3. I propose to extend the Introduction by referring to the literature from 2020:
Using Neural Networks for Classification of the Changes in the EEG Signal Based on Facial Expressions, Analysis and Classification of EEG Signals for Brain – Computer Interfaces pp 41-69, 2020 as an introduction to machine learning. This will expand the background of deep learning in the field of biomedical signal analysis. In addition, in the field of IoT, I propose to quote the article: Using BCI in IoT Implementation, Analysis and Classification of EEG Signals for Brain – Computer Interfaces pp 111-128 from 2020, which will update the bibliographies.
4. Figure 5 should be rebuilt so that the graph does not connect to the flowchart. I propose to use Flowchart instead of Flow diagram.
5. The article also requires additional reformatting in terms of tables, so that they fit into the format.
6. Future plans for research as described in the Conclusion section should be expanded.
7. The description in the article shows that: "Submitted to Int.
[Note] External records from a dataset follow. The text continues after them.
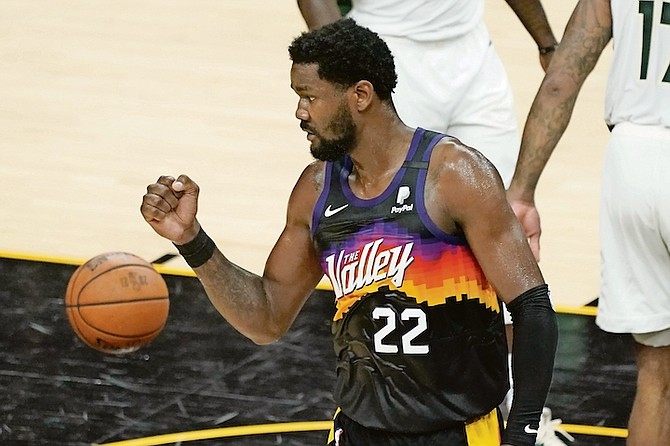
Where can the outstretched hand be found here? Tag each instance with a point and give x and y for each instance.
(170, 206)
(530, 220)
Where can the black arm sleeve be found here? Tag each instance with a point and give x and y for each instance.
(533, 351)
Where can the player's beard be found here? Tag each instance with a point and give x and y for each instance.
(333, 149)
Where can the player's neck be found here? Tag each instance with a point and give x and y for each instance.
(379, 154)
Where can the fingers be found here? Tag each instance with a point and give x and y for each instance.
(162, 197)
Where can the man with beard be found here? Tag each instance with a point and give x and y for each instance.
(415, 234)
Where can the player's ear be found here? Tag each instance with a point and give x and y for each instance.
(363, 93)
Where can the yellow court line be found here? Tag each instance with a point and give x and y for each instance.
(305, 426)
(225, 432)
(324, 284)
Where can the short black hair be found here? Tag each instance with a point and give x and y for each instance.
(346, 53)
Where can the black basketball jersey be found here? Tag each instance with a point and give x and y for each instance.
(418, 330)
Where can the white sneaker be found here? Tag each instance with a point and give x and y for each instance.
(546, 433)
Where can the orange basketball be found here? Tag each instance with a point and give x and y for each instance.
(117, 302)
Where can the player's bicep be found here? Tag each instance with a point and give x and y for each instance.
(480, 208)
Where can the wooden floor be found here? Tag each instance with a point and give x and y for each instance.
(99, 98)
(200, 379)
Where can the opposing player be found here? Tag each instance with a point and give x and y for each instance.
(635, 200)
(415, 233)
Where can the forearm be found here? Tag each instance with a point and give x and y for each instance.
(587, 33)
(319, 12)
(532, 16)
(547, 120)
(535, 341)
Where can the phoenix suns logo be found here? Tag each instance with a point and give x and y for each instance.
(351, 271)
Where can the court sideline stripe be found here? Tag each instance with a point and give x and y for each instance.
(324, 285)
(304, 426)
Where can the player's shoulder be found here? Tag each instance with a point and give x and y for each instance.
(451, 155)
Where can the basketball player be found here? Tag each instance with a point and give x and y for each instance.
(415, 233)
(635, 198)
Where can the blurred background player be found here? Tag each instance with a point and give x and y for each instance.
(635, 186)
(450, 77)
(416, 235)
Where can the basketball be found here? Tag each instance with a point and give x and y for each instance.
(117, 302)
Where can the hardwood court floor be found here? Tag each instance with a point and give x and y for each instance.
(201, 374)
(99, 98)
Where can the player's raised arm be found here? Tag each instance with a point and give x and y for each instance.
(260, 307)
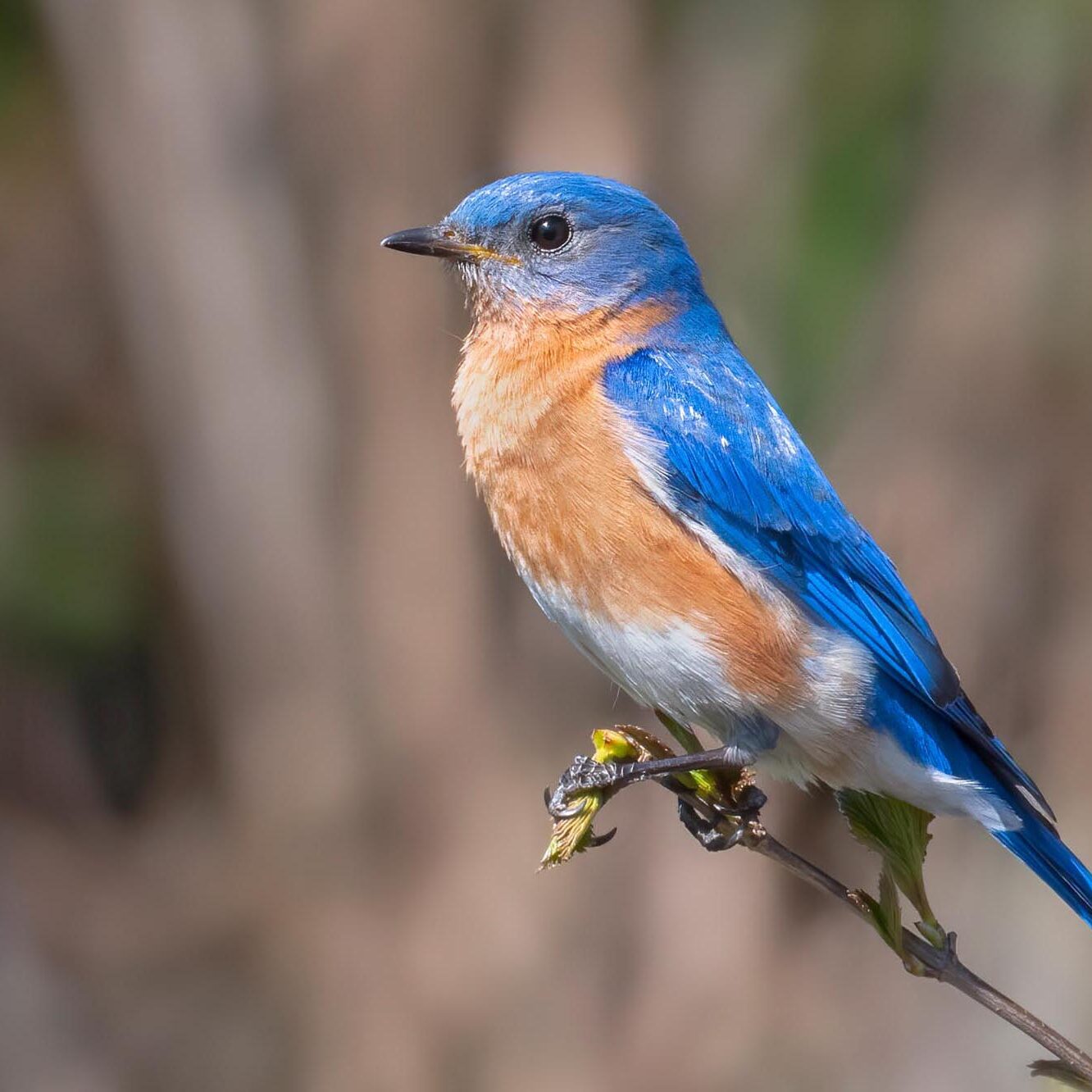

J. Environ. Res. Public Health". However, the article is not reviewed by this MDPI journal.
The authors focused largely on the implementation of development work. The research aspect was developed to a lesser extent.
Author Response
Please see the attachment.
Author Response File: Author Response.docx
Round 2
Reviewer 4 Report
Dear Researchers,
The diagram presented in Fig. 2 is not a flowchart, but it is considered legible.
The article still needs to be refined in terms of the final formatting for release.
I accept the explanation that the article was submitted to the special issue "Human and AI Collaborative Decision Making in Healthcare" at the journal International Journal of Environmental Research and Public Health (Int. J. Environ. Res. Public Health).
I recommends the article for publication, after verification of the formatting style, including tables.